- Theatrical release poster
- Directed by: Ani Alva Helfer
- Written by: Ani Alva Helfer Sandra Percich
- Produced by: Sandro Ventura Macarena Ventura Adolfo Aguilar Israel Carmen
- Starring: Patricia Barreto André Silva Angélica Aragón Marisol Aguirre Anahí de Cárdenas Marisa Minetti
- Cinematography: Hugo Shinki Higa D.F.P
- Music by: Santiago León Falcón
- Production companies: Big Bang Films Diamond Films
- Release date: April 14, 2022;
- Running time: 115 minutes
- Country: Peru
- Language: Spanish

= Don't Call Me Spinster 2 =

Don't Call Me Spinster 2 (Spanish: No me digas solterona 2) is a 2022 Peruvian comedy film directed by Ani Alva Helfer, written by Helfer and Sandra Percich, starring Patricia Barreto and André Silva.

== Synopsis ==
To overcome the evils of love, Patricia becomes José Luis's cloth of tears: his best friend is unexpectedly devastated by a recent love breakup. Patricia agrees to advise him, but soon realizes that she is in love with him.

== Cast ==

- Patricia Barreto as Patricia "Patty" Ramírez.
- André Silva as José Luis "Pepe Lucho".
- Angélica Aragón as Tencha.
- Marisol Aguirre as María Gracia.
- Anahí de Cárdenas as Sol.
- Natalia Salas as Mariana.
- Rodrigo Sánchez Patiño as Ricardo "Richi".
- Fiorella Rodríguez as Mercedes "Meche".
- Maricarmen Marín as Emily.
- Slavic Yiddá as Chío.
- Claret Quea as "El Mota".
- Adolfo Aguilar as Gianluca.
- Regina Alcóver as Fernanda.
- Mabel Duclos.
- Marisa Minetti.
- Andrés Vílchez as Vasco.
- Rony Ramírez as "El Green".
- Javier Saveedra as Fernando.
- Ekaterina Konychev as Russian.
- Tito Vega as Waiter.
- Merly Morello as Dance teacher.
- Luciana León Barandiaran as Disco Entertainer.
- Alvaro Sedano.
- Thiago Vernal as Dance Student.

== Idealization ==
In March 2019, it was announced that a second part of the film, which would be filmed and recorded in Lima, Peru; during November 2019, it would be released in 2020, but the film was delayed until due time, due to the impact of the COVID-19 pandemic on the film industry, after a long time the second part was released on April 14, 2022.

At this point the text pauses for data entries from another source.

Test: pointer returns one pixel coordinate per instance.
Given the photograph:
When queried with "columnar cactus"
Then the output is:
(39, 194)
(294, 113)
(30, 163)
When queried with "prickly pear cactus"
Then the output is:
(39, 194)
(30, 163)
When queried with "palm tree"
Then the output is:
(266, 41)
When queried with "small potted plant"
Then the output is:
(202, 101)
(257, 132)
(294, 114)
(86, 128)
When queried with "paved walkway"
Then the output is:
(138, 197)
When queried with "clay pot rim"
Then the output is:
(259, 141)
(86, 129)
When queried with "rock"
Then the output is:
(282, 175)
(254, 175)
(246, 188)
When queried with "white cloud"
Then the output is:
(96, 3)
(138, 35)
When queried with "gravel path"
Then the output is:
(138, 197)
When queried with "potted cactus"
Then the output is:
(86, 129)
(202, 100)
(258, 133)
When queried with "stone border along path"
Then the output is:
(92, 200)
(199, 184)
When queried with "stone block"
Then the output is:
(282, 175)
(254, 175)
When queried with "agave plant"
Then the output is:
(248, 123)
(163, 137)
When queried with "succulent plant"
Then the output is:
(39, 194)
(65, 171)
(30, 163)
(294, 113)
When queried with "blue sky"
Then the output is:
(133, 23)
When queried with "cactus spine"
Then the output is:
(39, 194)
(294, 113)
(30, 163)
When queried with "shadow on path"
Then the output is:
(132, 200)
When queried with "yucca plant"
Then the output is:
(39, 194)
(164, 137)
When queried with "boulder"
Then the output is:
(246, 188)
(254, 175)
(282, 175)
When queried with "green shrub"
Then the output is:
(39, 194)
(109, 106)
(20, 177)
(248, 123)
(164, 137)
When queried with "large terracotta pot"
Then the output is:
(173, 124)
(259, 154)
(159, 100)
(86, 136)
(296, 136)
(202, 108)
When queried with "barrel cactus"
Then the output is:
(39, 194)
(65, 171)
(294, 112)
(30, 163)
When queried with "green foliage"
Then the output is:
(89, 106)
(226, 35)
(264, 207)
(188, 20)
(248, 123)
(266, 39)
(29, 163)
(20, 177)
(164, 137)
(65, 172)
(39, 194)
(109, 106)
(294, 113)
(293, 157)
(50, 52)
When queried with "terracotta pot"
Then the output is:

== Release and reception ==
On its first day, the film managed to attract more than 26,000 spectators to the cinema, becoming the best national premiere of the year. Within 5 days of its release, the film attracted more than 100,000 people to theaters, ending its first week with more than 108,000 viewers. Over the weeks, the film managed to attract more than 200,000 viewers, becoming the most successful national premiere of the year.